Selainnya resiko negatif, ada imbas positif meski pengaruh negatif bakal semakin banyak, diantaranya:
– Kurangi beban atau tanggung-jawab seseorang wanita sebagai tumpuan keluarga.
– Meminimalisasi terdapatnya sex bebas dan berubahnya penyakit AIDS atau penyakit yang lain.
– Sanggup menghindari seorang dari hukum zina dalam agama.
Dalam agama Islam, rukun pernikahan ada, lima, ialah:
– Tersedianya calon pengantin lelaki
– Terdapatnya calon pengantin wanita
– Wali nikah
– 2 orang saksi
– Tersedianya ijab Kabul
Kalau ke-5 rukun ini ada serta masing-masing rukun itu udah penuhi kriterianya, karena itu pernikahan itu sudah resmi berdasarkan agama. Menurut peraturan pasal 2 Ayat (1) Undang-Undang perkawinan harus dikira syah menurut hukum agama.

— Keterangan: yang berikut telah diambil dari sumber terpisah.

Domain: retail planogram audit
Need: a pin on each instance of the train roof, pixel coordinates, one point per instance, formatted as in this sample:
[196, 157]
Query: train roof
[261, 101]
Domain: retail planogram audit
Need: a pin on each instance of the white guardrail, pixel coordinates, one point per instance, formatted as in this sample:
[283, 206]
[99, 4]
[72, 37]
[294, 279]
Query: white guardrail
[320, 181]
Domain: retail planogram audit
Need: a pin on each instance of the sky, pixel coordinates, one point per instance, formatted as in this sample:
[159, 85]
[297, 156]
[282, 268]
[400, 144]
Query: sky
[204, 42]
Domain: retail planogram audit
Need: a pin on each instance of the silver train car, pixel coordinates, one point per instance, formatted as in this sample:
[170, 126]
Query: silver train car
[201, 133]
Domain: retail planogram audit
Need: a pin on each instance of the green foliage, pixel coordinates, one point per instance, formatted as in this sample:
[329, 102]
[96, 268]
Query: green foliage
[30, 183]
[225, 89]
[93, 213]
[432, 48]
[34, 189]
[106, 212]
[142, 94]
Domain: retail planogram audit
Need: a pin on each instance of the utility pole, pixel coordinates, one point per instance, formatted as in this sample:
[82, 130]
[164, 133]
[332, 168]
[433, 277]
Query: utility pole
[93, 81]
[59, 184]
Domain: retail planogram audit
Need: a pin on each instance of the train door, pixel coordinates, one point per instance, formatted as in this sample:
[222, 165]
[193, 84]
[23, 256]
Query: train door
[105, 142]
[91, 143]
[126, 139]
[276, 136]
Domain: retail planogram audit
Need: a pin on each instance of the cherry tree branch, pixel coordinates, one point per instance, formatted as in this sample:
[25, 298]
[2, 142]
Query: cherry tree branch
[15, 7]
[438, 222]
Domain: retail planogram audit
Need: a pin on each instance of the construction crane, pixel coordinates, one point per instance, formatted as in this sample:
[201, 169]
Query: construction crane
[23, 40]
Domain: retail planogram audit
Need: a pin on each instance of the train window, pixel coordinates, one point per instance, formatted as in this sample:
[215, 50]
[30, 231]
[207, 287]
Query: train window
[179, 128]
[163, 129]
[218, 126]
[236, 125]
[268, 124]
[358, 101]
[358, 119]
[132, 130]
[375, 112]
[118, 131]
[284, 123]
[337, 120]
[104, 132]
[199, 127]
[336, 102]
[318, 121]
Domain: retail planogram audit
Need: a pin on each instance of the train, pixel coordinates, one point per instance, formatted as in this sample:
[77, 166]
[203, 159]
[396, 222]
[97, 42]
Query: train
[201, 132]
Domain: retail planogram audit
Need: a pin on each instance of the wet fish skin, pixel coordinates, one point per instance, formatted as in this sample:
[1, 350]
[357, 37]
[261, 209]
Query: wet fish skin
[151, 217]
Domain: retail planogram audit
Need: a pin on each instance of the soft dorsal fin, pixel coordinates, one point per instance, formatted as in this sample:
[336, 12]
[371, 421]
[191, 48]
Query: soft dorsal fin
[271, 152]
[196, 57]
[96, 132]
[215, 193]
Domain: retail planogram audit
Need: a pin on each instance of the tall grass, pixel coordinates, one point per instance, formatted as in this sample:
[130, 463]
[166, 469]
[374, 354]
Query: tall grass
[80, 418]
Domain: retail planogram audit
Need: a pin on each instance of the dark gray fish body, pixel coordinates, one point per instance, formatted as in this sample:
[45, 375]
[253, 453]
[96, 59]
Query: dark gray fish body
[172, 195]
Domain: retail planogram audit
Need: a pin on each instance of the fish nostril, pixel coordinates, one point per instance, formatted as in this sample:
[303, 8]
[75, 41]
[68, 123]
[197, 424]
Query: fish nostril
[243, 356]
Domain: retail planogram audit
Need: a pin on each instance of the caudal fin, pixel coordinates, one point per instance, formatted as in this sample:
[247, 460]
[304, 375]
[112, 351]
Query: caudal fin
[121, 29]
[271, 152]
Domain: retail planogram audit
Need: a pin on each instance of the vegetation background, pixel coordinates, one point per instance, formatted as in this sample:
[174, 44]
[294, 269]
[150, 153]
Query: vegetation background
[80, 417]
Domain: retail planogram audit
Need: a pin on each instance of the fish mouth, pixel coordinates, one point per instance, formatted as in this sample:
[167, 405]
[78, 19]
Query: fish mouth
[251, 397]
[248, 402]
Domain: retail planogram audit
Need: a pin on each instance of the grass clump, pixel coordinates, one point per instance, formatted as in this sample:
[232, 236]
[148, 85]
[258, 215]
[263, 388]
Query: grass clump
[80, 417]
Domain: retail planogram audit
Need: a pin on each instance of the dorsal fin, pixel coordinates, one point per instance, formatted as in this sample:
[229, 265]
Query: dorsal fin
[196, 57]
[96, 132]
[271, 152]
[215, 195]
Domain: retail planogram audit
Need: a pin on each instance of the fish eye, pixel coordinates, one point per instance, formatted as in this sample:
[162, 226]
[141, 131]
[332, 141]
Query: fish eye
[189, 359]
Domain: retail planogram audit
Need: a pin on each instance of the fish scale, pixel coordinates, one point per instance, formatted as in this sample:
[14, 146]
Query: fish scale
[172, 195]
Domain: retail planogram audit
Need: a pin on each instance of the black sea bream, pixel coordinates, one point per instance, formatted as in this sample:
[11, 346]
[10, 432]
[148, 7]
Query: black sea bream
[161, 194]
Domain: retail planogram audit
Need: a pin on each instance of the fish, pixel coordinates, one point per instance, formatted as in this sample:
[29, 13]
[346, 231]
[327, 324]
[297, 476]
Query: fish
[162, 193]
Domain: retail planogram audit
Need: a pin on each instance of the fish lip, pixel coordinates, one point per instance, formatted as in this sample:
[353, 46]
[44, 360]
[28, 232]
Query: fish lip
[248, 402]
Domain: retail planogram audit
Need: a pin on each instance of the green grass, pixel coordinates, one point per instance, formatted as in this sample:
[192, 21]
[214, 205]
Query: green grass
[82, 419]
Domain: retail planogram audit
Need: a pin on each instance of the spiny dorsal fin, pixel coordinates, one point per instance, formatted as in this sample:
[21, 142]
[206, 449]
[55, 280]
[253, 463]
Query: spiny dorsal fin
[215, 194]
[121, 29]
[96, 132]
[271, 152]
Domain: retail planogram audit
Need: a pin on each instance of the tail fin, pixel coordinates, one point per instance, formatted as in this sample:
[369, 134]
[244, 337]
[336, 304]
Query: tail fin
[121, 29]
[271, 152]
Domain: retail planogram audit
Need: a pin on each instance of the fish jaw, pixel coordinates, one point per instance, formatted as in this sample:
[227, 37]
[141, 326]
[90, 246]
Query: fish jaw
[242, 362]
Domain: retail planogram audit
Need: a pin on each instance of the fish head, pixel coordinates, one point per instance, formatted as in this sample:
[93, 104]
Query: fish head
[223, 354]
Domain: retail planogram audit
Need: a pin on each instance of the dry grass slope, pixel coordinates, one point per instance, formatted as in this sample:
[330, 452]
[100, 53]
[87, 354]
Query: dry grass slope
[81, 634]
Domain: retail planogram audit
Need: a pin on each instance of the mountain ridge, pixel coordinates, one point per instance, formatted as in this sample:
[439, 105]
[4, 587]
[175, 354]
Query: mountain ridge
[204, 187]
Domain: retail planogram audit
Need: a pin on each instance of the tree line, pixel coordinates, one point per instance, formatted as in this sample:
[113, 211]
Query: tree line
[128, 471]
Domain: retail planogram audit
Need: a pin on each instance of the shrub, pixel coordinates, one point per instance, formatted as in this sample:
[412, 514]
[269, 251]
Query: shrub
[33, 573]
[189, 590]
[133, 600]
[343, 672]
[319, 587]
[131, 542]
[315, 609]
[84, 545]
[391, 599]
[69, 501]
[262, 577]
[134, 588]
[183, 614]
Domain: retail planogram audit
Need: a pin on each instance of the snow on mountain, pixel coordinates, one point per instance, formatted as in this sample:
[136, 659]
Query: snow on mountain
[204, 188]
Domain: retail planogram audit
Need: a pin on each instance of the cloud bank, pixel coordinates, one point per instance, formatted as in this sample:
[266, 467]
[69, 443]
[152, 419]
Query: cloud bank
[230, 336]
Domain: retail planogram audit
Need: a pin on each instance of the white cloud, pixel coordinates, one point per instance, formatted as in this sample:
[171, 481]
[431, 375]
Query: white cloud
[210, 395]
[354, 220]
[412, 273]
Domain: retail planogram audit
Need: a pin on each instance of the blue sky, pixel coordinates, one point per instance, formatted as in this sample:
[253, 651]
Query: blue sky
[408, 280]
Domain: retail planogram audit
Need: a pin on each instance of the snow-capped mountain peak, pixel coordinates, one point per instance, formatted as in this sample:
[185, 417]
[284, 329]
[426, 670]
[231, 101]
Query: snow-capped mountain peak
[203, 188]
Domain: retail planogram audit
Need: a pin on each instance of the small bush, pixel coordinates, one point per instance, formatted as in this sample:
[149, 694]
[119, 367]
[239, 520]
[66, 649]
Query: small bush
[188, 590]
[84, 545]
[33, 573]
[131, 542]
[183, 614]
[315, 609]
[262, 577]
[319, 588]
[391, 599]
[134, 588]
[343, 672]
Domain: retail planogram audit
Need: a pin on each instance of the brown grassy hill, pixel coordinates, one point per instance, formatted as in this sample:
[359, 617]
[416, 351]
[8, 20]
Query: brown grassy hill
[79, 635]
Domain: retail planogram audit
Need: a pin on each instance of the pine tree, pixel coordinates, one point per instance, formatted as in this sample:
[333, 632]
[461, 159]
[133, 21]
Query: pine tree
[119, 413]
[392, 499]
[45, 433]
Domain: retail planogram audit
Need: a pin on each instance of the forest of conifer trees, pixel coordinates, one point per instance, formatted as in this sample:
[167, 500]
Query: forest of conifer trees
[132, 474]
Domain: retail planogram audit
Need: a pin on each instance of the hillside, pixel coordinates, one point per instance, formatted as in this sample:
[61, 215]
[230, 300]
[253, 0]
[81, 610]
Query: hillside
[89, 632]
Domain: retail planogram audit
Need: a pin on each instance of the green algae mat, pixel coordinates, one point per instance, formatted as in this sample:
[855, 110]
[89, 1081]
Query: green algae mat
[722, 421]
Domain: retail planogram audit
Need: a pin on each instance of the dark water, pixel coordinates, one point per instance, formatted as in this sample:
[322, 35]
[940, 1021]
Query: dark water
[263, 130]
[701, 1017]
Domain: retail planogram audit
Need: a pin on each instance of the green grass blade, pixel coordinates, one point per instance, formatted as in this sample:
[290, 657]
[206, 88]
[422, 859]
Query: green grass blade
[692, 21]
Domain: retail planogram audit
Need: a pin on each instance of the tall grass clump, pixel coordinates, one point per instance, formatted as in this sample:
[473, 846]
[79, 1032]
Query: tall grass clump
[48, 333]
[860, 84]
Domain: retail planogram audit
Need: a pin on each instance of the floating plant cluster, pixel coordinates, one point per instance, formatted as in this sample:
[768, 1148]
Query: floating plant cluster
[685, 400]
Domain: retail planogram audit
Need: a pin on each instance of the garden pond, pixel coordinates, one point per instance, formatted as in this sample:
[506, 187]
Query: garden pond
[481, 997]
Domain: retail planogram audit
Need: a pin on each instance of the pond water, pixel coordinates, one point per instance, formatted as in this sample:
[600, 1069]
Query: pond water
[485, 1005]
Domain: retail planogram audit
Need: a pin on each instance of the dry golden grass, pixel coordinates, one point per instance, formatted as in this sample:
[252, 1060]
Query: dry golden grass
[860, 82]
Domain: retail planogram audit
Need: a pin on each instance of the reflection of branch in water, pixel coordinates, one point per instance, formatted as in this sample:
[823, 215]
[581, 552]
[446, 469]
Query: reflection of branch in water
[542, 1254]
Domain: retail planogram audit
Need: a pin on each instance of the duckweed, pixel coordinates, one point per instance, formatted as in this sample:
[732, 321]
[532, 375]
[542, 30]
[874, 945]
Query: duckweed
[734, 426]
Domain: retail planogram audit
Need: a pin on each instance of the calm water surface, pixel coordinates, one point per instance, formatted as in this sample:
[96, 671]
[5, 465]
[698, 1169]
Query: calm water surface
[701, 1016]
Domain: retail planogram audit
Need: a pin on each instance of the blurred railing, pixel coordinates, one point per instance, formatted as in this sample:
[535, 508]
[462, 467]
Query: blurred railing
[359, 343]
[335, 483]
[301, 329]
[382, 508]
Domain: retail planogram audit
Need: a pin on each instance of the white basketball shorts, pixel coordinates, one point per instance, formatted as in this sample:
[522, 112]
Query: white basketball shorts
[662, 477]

Namun, supaya pernikahan ini memperoleh pernyataan sah dari negara, jadi pernikahan itu mesti ditulis menurut aturan Perundang-undangan yang berjalan. Untuk umat Islam, institusi yang berkekuatan lakukan pendataan pernikahan yaitu Karyawan Pencatat Nikah pada KUA Kecamatan, baik pendataan lewat pemantauan waktu berlangsungnya pernikahan ataupun berdasar penentuan pengadilan buat yang pernikahannya tidak ditunaikan di bawah pemantauan petinggi yang dipilih.
Nach, itu hukum nikah siri di Indonesia dan beberapa efek positif atau negatifnya. Kendati resmi di mata agama, tapi nikah siri semestinya dicegah supaya tak ada penyesalan di masa datang. Mudah-mudahan artikel berikut menginspirasimu ya!